Greystar could not be immediately reached for comment.

In a statement released to media outlets at the time, a RealPage spokesperson criticized Schwalb’s lawsuit, saying, “In seeking to draw a causal connection between revenue management software like ours and increases in market-wide rents, this copycat suit repeats the inaccuracies of predecessor cases.” The statement said the complaint and others like it are “wrong on the facts and the law.”

The Washington lawsuit alleged that the system was designed to police compliance of the cartel. It cited RealPage training documents that urged clients to have the “discipline” to enact the software’s pricing suggestions 90% of the time or more. Training documents encouraged regional rental managers to beware of “‘rogue’ leasing agents who too frequently override” the software’s recommended prices.
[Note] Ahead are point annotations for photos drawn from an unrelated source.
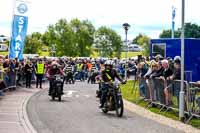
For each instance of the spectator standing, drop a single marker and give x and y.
(28, 73)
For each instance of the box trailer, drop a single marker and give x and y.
(172, 48)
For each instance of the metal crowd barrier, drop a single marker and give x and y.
(194, 100)
(155, 90)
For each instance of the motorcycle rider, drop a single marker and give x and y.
(53, 70)
(108, 76)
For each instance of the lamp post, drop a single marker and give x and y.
(173, 21)
(181, 96)
(126, 27)
(53, 50)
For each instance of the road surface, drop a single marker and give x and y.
(79, 113)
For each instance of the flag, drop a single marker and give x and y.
(19, 29)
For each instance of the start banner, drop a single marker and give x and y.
(19, 30)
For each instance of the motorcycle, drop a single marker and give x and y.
(69, 78)
(57, 87)
(114, 100)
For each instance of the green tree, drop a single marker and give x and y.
(108, 42)
(143, 41)
(191, 31)
(73, 38)
(83, 36)
(33, 43)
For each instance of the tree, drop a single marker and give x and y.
(108, 41)
(73, 38)
(191, 31)
(83, 35)
(33, 43)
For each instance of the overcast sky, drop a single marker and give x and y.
(145, 16)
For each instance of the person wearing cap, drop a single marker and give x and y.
(39, 69)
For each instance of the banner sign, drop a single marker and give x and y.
(19, 29)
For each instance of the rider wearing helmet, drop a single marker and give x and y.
(53, 70)
(108, 76)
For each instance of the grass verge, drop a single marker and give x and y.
(130, 92)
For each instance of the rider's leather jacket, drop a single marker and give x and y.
(51, 72)
(109, 75)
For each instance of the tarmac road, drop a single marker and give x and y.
(79, 113)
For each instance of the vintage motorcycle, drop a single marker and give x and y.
(57, 87)
(114, 100)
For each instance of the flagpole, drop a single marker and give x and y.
(11, 29)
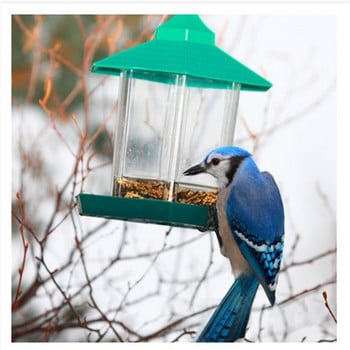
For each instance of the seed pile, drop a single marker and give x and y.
(159, 190)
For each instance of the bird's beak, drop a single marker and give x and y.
(196, 169)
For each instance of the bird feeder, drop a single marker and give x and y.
(178, 99)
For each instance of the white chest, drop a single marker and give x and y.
(229, 248)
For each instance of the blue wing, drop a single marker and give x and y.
(256, 218)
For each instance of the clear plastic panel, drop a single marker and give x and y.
(161, 130)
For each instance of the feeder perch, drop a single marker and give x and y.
(178, 99)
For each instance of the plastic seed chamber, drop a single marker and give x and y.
(178, 99)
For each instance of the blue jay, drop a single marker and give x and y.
(251, 229)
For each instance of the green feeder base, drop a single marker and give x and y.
(145, 210)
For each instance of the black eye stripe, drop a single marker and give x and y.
(215, 161)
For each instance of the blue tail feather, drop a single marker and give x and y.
(229, 321)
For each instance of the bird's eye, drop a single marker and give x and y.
(215, 161)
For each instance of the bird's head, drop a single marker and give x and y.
(221, 163)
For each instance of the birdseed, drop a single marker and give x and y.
(159, 190)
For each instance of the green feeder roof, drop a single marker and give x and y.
(183, 45)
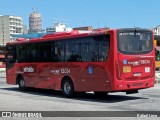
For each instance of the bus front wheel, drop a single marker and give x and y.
(21, 83)
(68, 88)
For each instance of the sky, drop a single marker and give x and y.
(96, 13)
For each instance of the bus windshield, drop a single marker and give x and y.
(135, 42)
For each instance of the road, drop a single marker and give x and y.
(12, 99)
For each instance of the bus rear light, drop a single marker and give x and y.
(128, 85)
(118, 71)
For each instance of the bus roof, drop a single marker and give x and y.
(61, 35)
(72, 34)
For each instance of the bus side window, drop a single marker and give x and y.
(44, 52)
(32, 53)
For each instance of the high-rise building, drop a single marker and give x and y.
(156, 30)
(35, 22)
(58, 27)
(10, 25)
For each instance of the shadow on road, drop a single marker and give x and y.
(110, 98)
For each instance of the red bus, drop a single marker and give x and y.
(101, 61)
(2, 58)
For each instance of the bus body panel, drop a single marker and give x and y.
(118, 73)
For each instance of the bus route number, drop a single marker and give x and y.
(65, 70)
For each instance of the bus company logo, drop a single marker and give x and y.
(28, 69)
(134, 63)
(125, 61)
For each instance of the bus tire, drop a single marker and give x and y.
(100, 94)
(67, 88)
(21, 83)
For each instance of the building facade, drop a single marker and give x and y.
(35, 22)
(58, 27)
(157, 30)
(10, 25)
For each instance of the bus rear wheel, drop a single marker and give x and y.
(21, 83)
(68, 88)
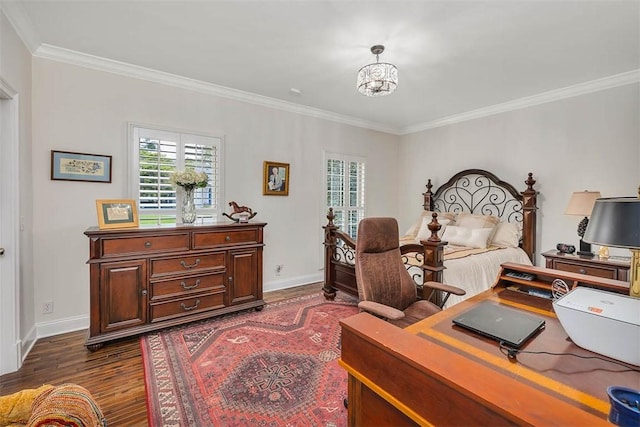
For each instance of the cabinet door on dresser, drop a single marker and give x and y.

Rejections would also often trigger outreach from a RealPage pricing advisor, the suit said.

Lawmakers had urged the Justice Department to step into the dispute in letters in March 2023 and November 2022.

In late October 2023, U.S. Sen. Amy Klobuchar, who chairs a Senate panel on antitrust policy, held a hearing on competition and consumer rights in housing that included the RealPage controversy.

In testimony, University of Tennessee law professor Maurice Stucke, a former prosecutor in the Justice Department’s antitrust division, noted that in several instances, data showed property managers who used algorithms to set rent saw their revenues increase even as they let more apartments sit vacant.

“So one issue for you is can the antitrust laws effectively punish and deter this alleged anti-competitive behavior?” he said to the subcommittee. “The short answer is yes, if humans agreed among themselves to fix price, and RealPage’s pricing algorithm was then used to facilitate their collusion.”

But Stucke said that given the way opportunities for competitors to collude are changing with new technology, he urged reform to address gaps in the law. He recommended changes to the way the Federal Trade Commission considers antitrust claims and how the government reviews the mergers of firms that could reduce competition. He also said Congress should look at how it might enhance privacy laws to better protect renters whose landlords are using new technology.

Klobuchar, who has already proposed reform to antitrust laws, called Stucke’s comments “music to my ears.”